Armonia fra libertà e associazione; al vertice dello stato l'idea della patria: intorno a lei i cittadini uguali per diritti e per doveri; speranza di un equo e prospero avvenire sociale, la cooperazione. La libertà, mezzo non fine; non doversi abolire la proprietà, ma avviare la società verso basi più eque di rimunerazione fra il capitalista e l'operaio; la famiglia, concetto di Dio, doversi render sempre più santa e inanellata alla patria, come la patria all'Umanità.
Signori, oggi in Inghilterra e in Francia questi concetti del Mazzini si studiano con interesse; il concetto delle cooperative trionfa!
In Italia son morti i suoi interpetri, gli apostoli delle sue dottrine; morto Saffi, Quadrio, Campanella; poche anime solitarie (fra le quali fervida sempre d'amore per l'Italia, sua seconda patria, colei che del maestro scrisse degnamente la vita, Jessie White Mario) serbano un culto al Maestro!
Ventura per lui che i malcontenti, gli agitatori di mestiere si sono adunati sotto altra bandiera e che il suo nome non sia più segnacolo in vessillo a partiti turbolenti che, non conoscendolo, tanto era alto per loro, ne fraintendevano le nobili aspirazioni.
Fra le accuse che si muovono al Mazzini non come filosofo, nè come economista, ma al Mazzini uomo, le più insistenti e che ciascuno di voi avrà sentito ripetere, sono di aver sacrificato tante giovani vite, rimanendo egli illeso; di essersi ostinato nel suo ideale repubblicano, creando fatali divisioni nell'Italia risorgente, difficoltà a chi voleva giungere, per vie diverse, all'indipendenza d'Italia.
Per l'avvenire d'Italia Egli credette necessarie le cospirazioni, il martirio; le religioni, come le nazioni, hanno bisogno de' loro martiri. Risuona ancora quest'aula delle calde parole di Romualdo Bonfadini, colle quali inneggiava al martirio dei Bandiera.
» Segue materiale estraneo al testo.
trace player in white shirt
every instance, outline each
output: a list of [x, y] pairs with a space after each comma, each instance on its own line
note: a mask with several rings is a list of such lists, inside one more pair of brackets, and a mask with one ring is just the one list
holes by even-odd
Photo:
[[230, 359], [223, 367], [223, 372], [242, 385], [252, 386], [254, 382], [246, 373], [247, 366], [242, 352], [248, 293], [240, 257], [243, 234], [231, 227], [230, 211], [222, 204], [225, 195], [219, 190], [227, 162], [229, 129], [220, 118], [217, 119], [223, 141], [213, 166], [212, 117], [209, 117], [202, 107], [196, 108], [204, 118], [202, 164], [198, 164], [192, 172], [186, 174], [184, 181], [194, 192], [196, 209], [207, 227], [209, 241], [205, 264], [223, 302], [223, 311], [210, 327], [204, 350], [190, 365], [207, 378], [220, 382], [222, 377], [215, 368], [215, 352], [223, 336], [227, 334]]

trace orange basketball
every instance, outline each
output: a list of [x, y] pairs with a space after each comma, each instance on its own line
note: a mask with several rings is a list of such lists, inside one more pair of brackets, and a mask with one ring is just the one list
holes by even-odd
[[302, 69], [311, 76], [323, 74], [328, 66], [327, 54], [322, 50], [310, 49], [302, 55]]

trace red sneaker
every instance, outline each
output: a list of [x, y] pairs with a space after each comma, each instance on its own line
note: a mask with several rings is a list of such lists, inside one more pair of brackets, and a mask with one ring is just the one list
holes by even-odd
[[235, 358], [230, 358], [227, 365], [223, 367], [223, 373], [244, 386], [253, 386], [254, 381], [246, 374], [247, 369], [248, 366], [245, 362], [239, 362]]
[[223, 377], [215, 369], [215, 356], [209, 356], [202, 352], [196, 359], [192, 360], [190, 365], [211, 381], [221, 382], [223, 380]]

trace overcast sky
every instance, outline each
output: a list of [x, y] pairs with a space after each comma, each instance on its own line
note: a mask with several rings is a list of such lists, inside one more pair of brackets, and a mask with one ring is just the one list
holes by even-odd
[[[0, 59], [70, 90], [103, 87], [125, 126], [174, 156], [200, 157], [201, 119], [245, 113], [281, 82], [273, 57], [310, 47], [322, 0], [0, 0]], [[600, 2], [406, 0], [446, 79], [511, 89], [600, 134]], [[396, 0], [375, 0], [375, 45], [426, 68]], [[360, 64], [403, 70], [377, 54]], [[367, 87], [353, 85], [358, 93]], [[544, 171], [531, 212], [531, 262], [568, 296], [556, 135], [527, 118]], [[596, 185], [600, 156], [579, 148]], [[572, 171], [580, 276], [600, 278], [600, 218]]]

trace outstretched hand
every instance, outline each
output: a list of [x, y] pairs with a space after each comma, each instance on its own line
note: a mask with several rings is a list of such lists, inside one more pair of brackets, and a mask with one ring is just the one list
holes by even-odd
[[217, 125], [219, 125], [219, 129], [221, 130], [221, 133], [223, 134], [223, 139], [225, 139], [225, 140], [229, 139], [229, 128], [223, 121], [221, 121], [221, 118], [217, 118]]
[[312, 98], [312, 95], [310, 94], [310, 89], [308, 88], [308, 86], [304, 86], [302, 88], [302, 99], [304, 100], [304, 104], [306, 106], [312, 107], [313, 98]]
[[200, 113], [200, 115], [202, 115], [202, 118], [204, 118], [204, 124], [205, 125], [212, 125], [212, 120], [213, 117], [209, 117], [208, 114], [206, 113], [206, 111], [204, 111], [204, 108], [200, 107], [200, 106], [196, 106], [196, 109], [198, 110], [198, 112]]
Ma, que' martiri, il Mazzini li piange tutti; non è rettorica il dolore che spira dalle pagine ammirabili sopra Jacopo Ruffini e i Bandiera: è dolore vero che ci commuove, e ci fa anche oggi inumidire il ciglio. I martiri per il Mazzini continuano l'opera loro in un'altra vita... la morte non esiste!
Se Mazzini fosse morto nelle carceri di Genova come Ruffini: fucilato come Vochieri, come i Bandiera: trafitto da armi straniere nelle guerre d'indipendenza del 48, come i professori e gli studenti delle università, o come Pisacane; ferito insieme a tante anime generose, sarebbe stato più grande, perchè il martirio del corpo, ha, per le moltitudini, un gran fascino, ognuno, di qualunque partito, avrebbe portato uno sguardo riverente alla sua memoria.
Il martirologio italiano avrebbe contato un martire di più: ma quanto pensiero fecondo sarebbe mancato!
Se non ebbe il martirio del corpo, ebbe quello ben più triste, il martirio dell'anima! E l'uomo è preparato più al primo che al secondo; il primo termina in un istante, il secondo dura la vita intera!